But it is curious that those who operate in a perpetual paradigm of political expedience should be termed ‘honourable’ and ‘right honourable’ (though, significantly, only to their honourable and right honourable friends and colleagues). Politics is a very public existence, and to be elected undoubtedly bestows honour. And yet politicians mete out injustices with impunity, and often act from the basest of selfish motives in order to pander to the even baser instincts of the mob. Plato had one or two things to say about this. But His Grace finds that whenever he write a more philosophical post, it is read by fewer people and attracts fewer comments. Which is a dishonourable motive, really. But there’s no point blogging just for oneself, is there? (There’s a name for that. Or ought to be.
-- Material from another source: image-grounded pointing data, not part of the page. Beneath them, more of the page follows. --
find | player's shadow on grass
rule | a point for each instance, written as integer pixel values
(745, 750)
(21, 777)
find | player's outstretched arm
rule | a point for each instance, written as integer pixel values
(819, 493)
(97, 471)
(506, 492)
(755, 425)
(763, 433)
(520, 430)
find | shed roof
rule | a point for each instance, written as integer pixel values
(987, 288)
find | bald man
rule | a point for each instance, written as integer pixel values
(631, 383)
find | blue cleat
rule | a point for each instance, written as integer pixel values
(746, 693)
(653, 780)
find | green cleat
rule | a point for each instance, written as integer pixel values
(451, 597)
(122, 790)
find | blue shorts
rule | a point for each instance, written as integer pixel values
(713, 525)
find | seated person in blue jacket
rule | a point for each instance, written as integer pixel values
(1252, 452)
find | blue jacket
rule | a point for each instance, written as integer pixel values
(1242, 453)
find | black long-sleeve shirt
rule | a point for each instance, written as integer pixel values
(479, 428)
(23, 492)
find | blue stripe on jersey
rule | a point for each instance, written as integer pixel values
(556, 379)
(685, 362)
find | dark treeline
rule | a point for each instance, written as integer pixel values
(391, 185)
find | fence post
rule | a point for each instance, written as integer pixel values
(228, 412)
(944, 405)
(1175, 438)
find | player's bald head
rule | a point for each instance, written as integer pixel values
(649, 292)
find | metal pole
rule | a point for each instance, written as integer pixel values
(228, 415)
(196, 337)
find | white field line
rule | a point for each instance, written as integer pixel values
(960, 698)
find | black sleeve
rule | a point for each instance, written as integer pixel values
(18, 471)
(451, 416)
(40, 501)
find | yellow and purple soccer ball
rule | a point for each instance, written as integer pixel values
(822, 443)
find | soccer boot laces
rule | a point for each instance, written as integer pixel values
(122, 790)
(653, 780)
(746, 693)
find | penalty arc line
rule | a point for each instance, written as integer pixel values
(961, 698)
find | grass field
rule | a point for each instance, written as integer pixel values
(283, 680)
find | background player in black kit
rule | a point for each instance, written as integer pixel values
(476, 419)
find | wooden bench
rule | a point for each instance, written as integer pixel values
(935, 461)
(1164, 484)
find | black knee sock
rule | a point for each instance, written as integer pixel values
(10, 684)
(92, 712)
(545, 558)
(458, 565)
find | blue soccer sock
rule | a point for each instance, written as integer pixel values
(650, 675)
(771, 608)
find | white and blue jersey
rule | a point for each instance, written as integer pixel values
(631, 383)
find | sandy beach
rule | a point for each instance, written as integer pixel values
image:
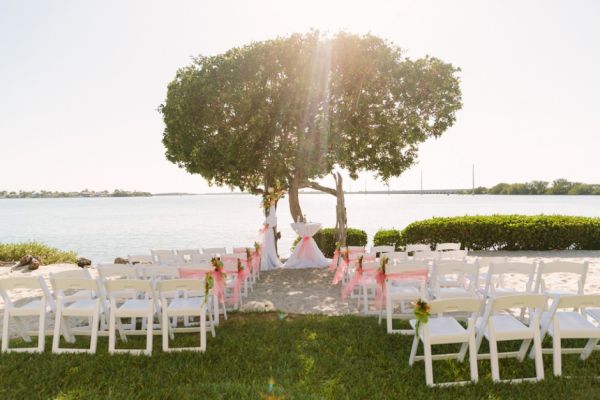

How about ‘blogturbation’?)
But to Mr Goodwin, whose name will now forever rank alongside those of traitors, murderers and fraudsters: Antony Blunt, Robert Mugabe, Jack Lyons, Lester Piggott...
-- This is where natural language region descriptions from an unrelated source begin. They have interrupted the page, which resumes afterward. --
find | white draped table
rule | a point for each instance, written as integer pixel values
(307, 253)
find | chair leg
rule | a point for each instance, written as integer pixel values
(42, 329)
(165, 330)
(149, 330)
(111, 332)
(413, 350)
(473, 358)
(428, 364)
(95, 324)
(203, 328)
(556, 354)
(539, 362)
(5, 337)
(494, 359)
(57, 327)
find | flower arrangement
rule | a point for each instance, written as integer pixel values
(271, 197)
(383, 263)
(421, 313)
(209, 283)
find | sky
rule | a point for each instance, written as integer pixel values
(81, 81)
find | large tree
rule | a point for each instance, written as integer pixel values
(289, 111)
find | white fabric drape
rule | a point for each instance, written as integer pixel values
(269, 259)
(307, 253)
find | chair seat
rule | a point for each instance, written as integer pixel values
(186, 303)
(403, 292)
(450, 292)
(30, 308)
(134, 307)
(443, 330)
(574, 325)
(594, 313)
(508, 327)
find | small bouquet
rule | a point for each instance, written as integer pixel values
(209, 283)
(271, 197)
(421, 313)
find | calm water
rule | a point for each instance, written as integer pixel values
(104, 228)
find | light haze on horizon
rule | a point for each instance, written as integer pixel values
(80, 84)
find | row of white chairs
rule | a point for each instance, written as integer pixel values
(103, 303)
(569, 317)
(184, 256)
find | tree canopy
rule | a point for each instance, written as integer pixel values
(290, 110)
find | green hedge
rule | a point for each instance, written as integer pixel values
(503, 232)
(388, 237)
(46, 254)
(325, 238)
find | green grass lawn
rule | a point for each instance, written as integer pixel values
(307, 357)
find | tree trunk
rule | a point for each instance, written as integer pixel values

Perhaps he deserves it. Perhaps he doesn’t. His Grace hears both sides, and neither persuades him. But he is persuaded that it ought not to be for some anonymous quango called the Honours Forfeiture Committee which meets in secret to determine whether or not the Queen should cancel and annul an honour where its retention would bring the honours system into disrepute. This body acts in a quasi-judicial capacity, but the victim may make no representation or call witnesses to testify on his or her behalf: it is a political body, convened at the whim of the Prime Minister who is bound to respond to the baying of the mob. It cannot deliver justice.
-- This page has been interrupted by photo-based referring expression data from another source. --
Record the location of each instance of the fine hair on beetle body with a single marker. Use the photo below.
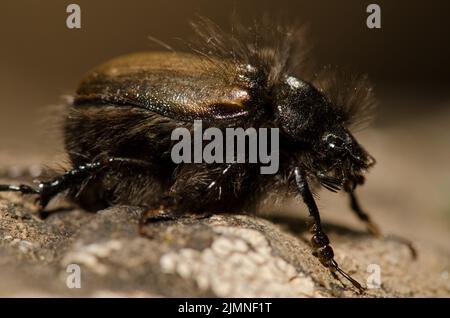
(118, 126)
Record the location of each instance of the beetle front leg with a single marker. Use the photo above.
(363, 216)
(319, 240)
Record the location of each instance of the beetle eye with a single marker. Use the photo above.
(334, 142)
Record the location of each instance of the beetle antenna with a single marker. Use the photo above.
(23, 188)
Since orders of knighthood and decorations and medals are in the gift of the Sovereign, and the Sovereign is honourable and reigns by the Grace of God, it ought to be for a Judicial Committee of the Privy Council to determine whether or not an honour should be cancelled and annulled. And His Grace brings God into this because if the Lord can taketh away what he giveth, the same authority ought to be granted the Sovereign, who reigns by His Grace and has sworn an oath to govern wisely in His name. So ‘Life Peerages’ ought to be restyled simply ‘Peerages’ (since the hereditary sort is being phased out). Or, after the fasion of ‘Cool Britannia’, how about ‘People’s Peers’. Or, drawing on the senate tradition of Rome, ‘Citizens’ Peers’, for ultimately they are Peers of the People of the United Kingdom. And this reform would permit Her Majesty to cancel and annul those granted to Lords Archer, Taylor, Paul, Bhatia, Hanningfield and Baroness Uddin...
For despite their manifest dishonour, they may continue to sit in the Upper House of Parliament to make and amend the law of the land which they do not themselves have the honour or dignity to uphold. Amidst the ongoing revolution in the House of Lords, the ability to ‘recall’ those who bring the Peerage into disrepute would have been a relatively straightforward and (dare His Grace say) a thoroughly Conservative reform.